Pubblicato: lunedì 29 aprile 2019


Il 7 aprile su Facebook è stata pubblicata un'immagine composta da un foto di Papa Francesco e da un testo in cui si legge “Papa: «Guerra è colpa di Europa e America che vendono le armi»”. La foto è accompagnata da un messaggio in cui si afferma che lo IOR, (“l’Istituto per le Opere di Religione [comunemente conosciuto come Banca Vaticana]”), sarebbe il secondo azionista della fabbrica d'armi Pietro Beretta S.p.a..

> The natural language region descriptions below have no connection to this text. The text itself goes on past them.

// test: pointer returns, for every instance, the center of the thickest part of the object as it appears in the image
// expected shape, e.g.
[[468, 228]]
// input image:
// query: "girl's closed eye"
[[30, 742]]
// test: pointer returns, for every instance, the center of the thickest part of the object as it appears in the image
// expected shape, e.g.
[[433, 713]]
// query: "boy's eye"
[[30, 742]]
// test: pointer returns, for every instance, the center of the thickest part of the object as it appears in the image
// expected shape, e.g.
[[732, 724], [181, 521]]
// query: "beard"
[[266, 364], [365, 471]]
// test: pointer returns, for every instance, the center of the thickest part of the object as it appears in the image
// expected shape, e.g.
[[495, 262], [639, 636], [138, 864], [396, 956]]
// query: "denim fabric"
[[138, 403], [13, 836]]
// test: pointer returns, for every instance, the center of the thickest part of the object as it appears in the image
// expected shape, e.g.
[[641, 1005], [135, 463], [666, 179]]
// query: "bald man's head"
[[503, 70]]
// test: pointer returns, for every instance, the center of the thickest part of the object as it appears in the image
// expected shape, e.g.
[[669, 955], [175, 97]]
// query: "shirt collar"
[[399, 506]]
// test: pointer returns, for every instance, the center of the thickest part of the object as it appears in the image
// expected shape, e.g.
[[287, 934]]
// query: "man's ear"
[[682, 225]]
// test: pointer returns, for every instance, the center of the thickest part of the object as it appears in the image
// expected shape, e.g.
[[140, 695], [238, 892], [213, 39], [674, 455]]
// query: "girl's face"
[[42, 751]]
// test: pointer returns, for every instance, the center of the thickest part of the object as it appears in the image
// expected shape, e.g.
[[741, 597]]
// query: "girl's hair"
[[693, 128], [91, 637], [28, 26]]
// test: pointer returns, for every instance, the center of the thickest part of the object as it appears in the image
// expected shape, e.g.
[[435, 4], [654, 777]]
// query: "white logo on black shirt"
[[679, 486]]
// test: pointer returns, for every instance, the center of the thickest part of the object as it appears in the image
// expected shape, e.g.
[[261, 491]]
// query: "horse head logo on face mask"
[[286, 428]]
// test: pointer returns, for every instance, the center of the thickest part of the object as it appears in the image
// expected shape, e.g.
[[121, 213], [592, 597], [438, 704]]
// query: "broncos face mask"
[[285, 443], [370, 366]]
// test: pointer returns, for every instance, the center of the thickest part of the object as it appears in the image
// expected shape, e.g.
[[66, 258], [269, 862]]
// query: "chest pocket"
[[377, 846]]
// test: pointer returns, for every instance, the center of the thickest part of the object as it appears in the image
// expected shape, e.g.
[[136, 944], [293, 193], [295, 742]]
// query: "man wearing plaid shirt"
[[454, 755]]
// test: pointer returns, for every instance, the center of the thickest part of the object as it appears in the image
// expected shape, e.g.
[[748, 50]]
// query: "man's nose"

L'immagine veicola però una notizia falsa, che gira in rete da almeno 7 anni. Nel febbraio del 2012 la Beretta aveva rilasciato infatti un comunicato ufficiale in cui smentiva la presenza dello IOR nel suo azionariato: «In relazione a notizie diffuse nei giorni scorsi circa la composizione dell’azionariato di Beretta Holding, la società smentisce nella maniera più ferma che IOR o società ad esso riconducibili siano parte della compagine degli azionisti della società stessa o di società da essa controllate. Beretta Holding, che controlla un gruppo di imprese principalmente attivo nel settore dello sport, caccia e tempo libero, è un’azienda di proprietà famigliare da 15 generazioni».